Gated Recurrent Unit (GRU)
Overview
A Gated Recurrent Unit (GRU) is a Recurrent Neural Network (RNN) architecture type. Like other RNNs, a GRU can process sequential data such as time series, natural language, and speech. The main difference between a GRU and other RNN architectures, such as the Long Short-Term Memory (LSTM) network, is how the network handles information flow through time.
Pre-requisites
The prerequisites for studying Gated Recurrent Units are:
- Basic knowledge of neural networks and deep learning.
- Familiarity with concepts such as gradient descent and backpropagation.
- Understanding of recurrent neural networks (RNNs)(Link to Recurrent Neural Network blog and Neural Network blog) and the vanishing gradient problem they can suffer from.
- Basic linear algebra, mainly the Matrix operations and their properties.
- Familiarity with programming in python and libraries such as Tensorflow, Keras, Pytorch, etc.
Introduction
Take a look at the following sentence:
"My mom gave me a bicycle on my birthday because she knew that I wanted to go biking with my friends."
As we can see from the above sentence, words that affect each other can be further apart. For example, "bicycle" and "go biking" are closely related but are placed further apart in the sentence.

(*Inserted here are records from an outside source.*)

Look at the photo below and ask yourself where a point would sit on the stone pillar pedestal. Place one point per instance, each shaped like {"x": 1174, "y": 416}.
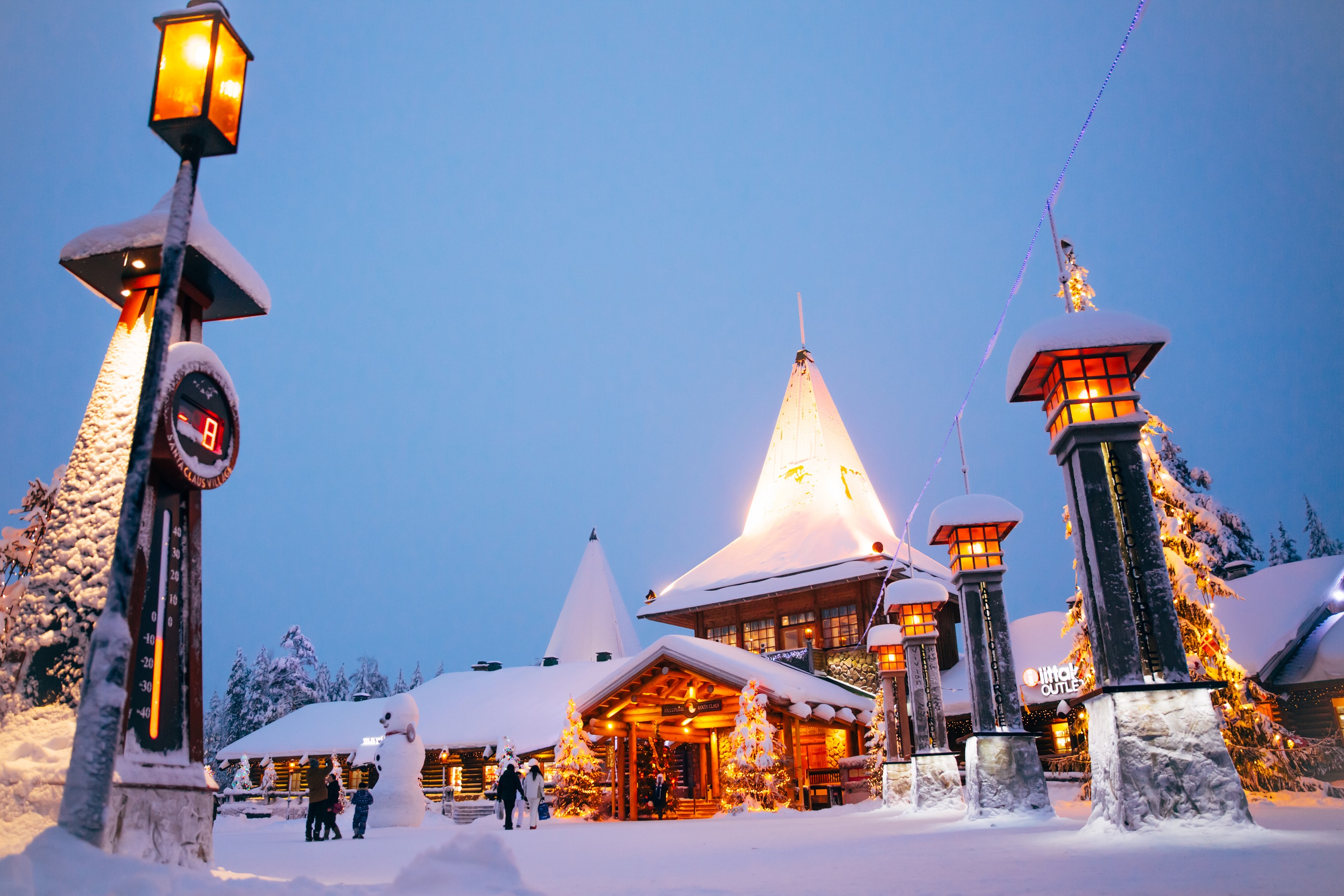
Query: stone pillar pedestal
{"x": 897, "y": 781}
{"x": 1158, "y": 756}
{"x": 163, "y": 825}
{"x": 1004, "y": 776}
{"x": 936, "y": 782}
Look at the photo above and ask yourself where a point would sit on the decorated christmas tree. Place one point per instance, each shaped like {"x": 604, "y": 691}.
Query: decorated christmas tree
{"x": 1199, "y": 536}
{"x": 576, "y": 773}
{"x": 752, "y": 780}
{"x": 877, "y": 739}
{"x": 242, "y": 776}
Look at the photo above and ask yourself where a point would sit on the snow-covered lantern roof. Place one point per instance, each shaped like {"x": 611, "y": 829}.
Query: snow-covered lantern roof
{"x": 1084, "y": 366}
{"x": 972, "y": 527}
{"x": 916, "y": 604}
{"x": 116, "y": 261}
{"x": 888, "y": 643}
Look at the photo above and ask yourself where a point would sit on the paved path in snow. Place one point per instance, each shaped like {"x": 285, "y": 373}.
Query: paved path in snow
{"x": 1300, "y": 849}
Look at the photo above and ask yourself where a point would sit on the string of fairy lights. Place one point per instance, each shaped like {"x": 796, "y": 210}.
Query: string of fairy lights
{"x": 1003, "y": 315}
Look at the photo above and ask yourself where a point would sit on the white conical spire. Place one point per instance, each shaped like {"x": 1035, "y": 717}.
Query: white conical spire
{"x": 593, "y": 619}
{"x": 814, "y": 503}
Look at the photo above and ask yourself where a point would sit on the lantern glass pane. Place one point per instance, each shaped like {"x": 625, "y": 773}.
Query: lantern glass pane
{"x": 184, "y": 58}
{"x": 228, "y": 101}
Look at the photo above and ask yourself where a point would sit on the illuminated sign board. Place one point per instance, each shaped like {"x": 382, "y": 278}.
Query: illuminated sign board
{"x": 1054, "y": 682}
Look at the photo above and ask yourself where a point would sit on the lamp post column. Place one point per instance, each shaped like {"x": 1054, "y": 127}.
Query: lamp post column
{"x": 1158, "y": 753}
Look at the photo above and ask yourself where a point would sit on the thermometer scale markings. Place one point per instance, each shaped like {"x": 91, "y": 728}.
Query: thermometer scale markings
{"x": 159, "y": 629}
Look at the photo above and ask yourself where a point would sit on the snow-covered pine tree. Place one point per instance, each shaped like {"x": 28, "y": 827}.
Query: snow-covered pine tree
{"x": 1225, "y": 534}
{"x": 339, "y": 688}
{"x": 1319, "y": 542}
{"x": 1197, "y": 532}
{"x": 19, "y": 547}
{"x": 749, "y": 758}
{"x": 576, "y": 774}
{"x": 291, "y": 683}
{"x": 234, "y": 719}
{"x": 367, "y": 679}
{"x": 877, "y": 743}
{"x": 1282, "y": 549}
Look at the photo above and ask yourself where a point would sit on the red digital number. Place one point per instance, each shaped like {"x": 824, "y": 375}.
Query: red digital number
{"x": 210, "y": 437}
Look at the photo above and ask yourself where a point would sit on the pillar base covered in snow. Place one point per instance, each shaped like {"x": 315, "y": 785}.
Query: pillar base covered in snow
{"x": 936, "y": 781}
{"x": 1158, "y": 756}
{"x": 1004, "y": 776}
{"x": 165, "y": 825}
{"x": 897, "y": 780}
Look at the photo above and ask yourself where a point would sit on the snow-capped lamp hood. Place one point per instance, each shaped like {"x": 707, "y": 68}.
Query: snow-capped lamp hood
{"x": 972, "y": 510}
{"x": 1035, "y": 352}
{"x": 594, "y": 619}
{"x": 219, "y": 275}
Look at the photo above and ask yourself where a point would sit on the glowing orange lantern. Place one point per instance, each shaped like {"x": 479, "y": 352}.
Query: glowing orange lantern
{"x": 198, "y": 99}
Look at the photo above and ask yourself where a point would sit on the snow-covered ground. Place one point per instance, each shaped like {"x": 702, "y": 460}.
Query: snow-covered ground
{"x": 1299, "y": 848}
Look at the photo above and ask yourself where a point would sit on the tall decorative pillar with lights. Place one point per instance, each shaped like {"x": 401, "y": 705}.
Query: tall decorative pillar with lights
{"x": 936, "y": 781}
{"x": 138, "y": 785}
{"x": 1003, "y": 767}
{"x": 888, "y": 644}
{"x": 1158, "y": 753}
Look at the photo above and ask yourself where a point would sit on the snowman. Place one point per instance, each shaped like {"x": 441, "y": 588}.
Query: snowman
{"x": 398, "y": 801}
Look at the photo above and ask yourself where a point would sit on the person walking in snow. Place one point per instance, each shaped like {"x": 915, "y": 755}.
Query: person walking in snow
{"x": 660, "y": 795}
{"x": 507, "y": 791}
{"x": 534, "y": 791}
{"x": 316, "y": 801}
{"x": 330, "y": 808}
{"x": 362, "y": 800}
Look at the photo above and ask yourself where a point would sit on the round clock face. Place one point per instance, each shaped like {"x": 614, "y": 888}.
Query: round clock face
{"x": 202, "y": 426}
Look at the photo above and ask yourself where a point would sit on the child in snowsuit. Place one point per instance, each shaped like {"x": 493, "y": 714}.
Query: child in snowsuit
{"x": 362, "y": 800}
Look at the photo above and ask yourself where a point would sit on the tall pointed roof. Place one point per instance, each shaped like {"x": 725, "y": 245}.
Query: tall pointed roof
{"x": 815, "y": 517}
{"x": 594, "y": 617}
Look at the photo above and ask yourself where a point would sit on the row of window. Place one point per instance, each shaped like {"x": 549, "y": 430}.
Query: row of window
{"x": 839, "y": 629}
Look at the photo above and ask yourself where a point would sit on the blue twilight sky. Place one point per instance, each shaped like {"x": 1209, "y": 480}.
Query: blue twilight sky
{"x": 534, "y": 271}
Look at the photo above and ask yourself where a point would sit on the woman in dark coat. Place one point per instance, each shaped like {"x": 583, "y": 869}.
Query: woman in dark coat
{"x": 330, "y": 809}
{"x": 507, "y": 789}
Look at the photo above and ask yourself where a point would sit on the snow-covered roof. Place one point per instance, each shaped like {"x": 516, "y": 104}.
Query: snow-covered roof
{"x": 914, "y": 591}
{"x": 815, "y": 512}
{"x": 459, "y": 710}
{"x": 784, "y": 684}
{"x": 1080, "y": 330}
{"x": 1035, "y": 643}
{"x": 97, "y": 260}
{"x": 594, "y": 617}
{"x": 1280, "y": 608}
{"x": 971, "y": 510}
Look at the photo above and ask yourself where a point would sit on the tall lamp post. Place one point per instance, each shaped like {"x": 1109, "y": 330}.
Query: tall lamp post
{"x": 888, "y": 644}
{"x": 1156, "y": 747}
{"x": 197, "y": 108}
{"x": 1003, "y": 767}
{"x": 936, "y": 781}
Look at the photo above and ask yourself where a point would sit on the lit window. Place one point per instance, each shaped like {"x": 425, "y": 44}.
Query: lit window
{"x": 760, "y": 636}
{"x": 840, "y": 626}
{"x": 1074, "y": 382}
{"x": 725, "y": 634}
{"x": 1060, "y": 731}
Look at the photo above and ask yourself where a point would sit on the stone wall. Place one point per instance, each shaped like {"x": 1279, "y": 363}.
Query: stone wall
{"x": 853, "y": 665}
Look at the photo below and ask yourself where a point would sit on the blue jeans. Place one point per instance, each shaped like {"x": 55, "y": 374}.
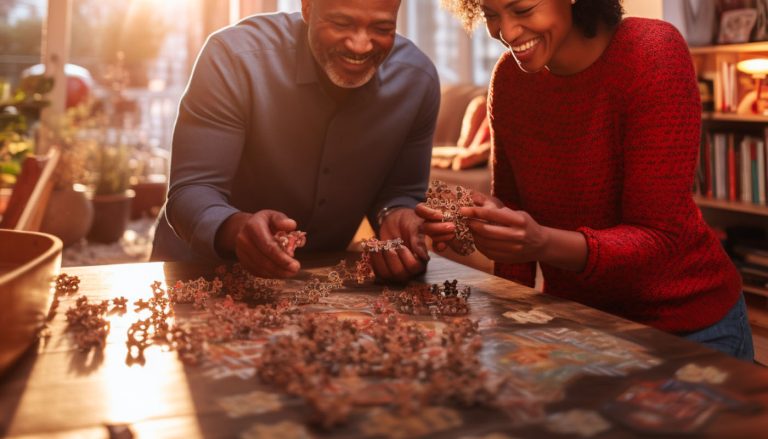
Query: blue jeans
{"x": 731, "y": 335}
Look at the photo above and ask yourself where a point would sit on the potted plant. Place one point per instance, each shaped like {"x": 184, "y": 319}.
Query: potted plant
{"x": 19, "y": 112}
{"x": 112, "y": 196}
{"x": 69, "y": 214}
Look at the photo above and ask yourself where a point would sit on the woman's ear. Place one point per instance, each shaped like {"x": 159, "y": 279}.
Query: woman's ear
{"x": 306, "y": 10}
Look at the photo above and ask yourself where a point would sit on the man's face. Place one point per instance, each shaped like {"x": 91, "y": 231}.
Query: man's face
{"x": 350, "y": 38}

An RNN network finds tracking the state with such a long context difficult. It needs to find out what information is important. However, a GRU cell greatly alleviates this problem.
GRU network was invented in 2014. It solves problems involving long sequences with contexts placed further apart, like the above biking example. This is possible because of how the GRU cell in the GRU architecture is built. Let us now delve deeper into the understanding and working of the GRU network.
Understanding the GRU Cell
The Gated Recurrent Unit (GRU) cell is the basic building block of a GRU network. It comprises three main components: an update gate, a reset gate, and a candidate hidden state.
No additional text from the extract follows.